The over 100,000 day laborers across the United States who stand on street corners and in parking lots each day, waiting to be picked up for a day job, are in fact harbingers of the Web 2.0 economy.
Is this statement part of some zany Freakonomics lesson? What could immigrants looking for day jobs possibly have to do with the latest round of multimedia and communications resources on the Web?
Before answering the question, let's first look at what's happening far away from the street corners in the seemingly unrelated world of Web 2.0.
The emerging trend that most of us are familiar with on the New Web, is the ability to cut out the middleman to directly express ourselves and to obtain various goods and services. It started with the likes of music file sharing, blogging, and Ebay. Such Web-based tools enable us to magically exchange copyrighted materials, self-publish, and bypass retailers to buy and sell directly.
There are now also free, collaborative tools, allowing people to create their own Web-based mechanisms for sharing and building off of the work of others. The open source software movement and wikipedia are pure examples of this continuing trend.
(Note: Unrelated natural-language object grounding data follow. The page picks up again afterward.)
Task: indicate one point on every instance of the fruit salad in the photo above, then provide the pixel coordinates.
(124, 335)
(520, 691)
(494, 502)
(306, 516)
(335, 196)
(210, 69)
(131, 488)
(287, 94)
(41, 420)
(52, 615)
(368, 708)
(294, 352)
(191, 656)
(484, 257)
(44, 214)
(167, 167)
Now we have arrived at a cyber-place where the focus is on creating free, anybody-can-do-it services.
For instance, I can start my own T-shirt company on the Web without ever having to produce the T-shirts or handle order processing, shipping, and accounting. All I need to do is supply some designs and set up an online store (all for free) and my eBusiness partner, a service like cafepress.com or goodstorm.com, can handle the rest.
I can self-publish at lulu.com or blurb.com with no money down. I can bypass the bank altogether and get a loan from real people at prosper.com.
At the same time Web services are also being liberated from the desktop and moving to mobile devices, allowing us to collaborate, conduct business, and create on the fly.
You can now use your cell phone to add a post to a blog using services like audioblogger.com, or use text messaging on your mobile device to complete a transaction using Paypal "Text to Buy." Soon we will be able to use our cell phones to pay for milk at the store and to do our banking.
What does all of this have to do with day laborers? Well, the day laborer business model is a perfect real world example of what is happening in the cyber world -- people are bypassing the middleman and hooking up directly to conduct business and exchange services.
Instead of going to a temporary or employment agency, people go to the streets to hire someone for a day job; and why shouldn't they? Why pay a temp agency a 40 percent plus markup to help you find someone when you can save a lot of money and time by doing it yourself? Similarly, Web 2.0 is really just a kind of do-it-yourself toolkit.
Using Web 2.0 we could make the exchange of labor for cash easier still. A virtual job bidding service, accessible via the Web or cell phones, could free the day laborer from standing on the street all day long waiting for a job, and move him more comfortably to an online street corner instead.
On a larger scale the day laborer is also a harbinger of the future of global labor flows that will undoubtedly be facilitated by the Web and Web 2.0 services. The job outsourcing trend is the first step in that direction.
Next, as we begin to treat labor in the same way we treat the free flow of goods and services, Web 2.0 will be there to facilitate on-demand labor in the same way that it is now enabling on-demand services.
Of course there is a lot of politics between here and there, just as there is a lot of politics around the practice of hiring day laborers.
Regardless, there is a clear connection between the growing presence of day laborers and the rise of Web 2.0. Both are part and parcel of the new, do-it-yourself economy. You may not view the day laborer on the street as a foot soldier of Web 2.0 and a changing services ecosystem. But, just as many of us ignore those men standing out on the street, we only see what we want to see.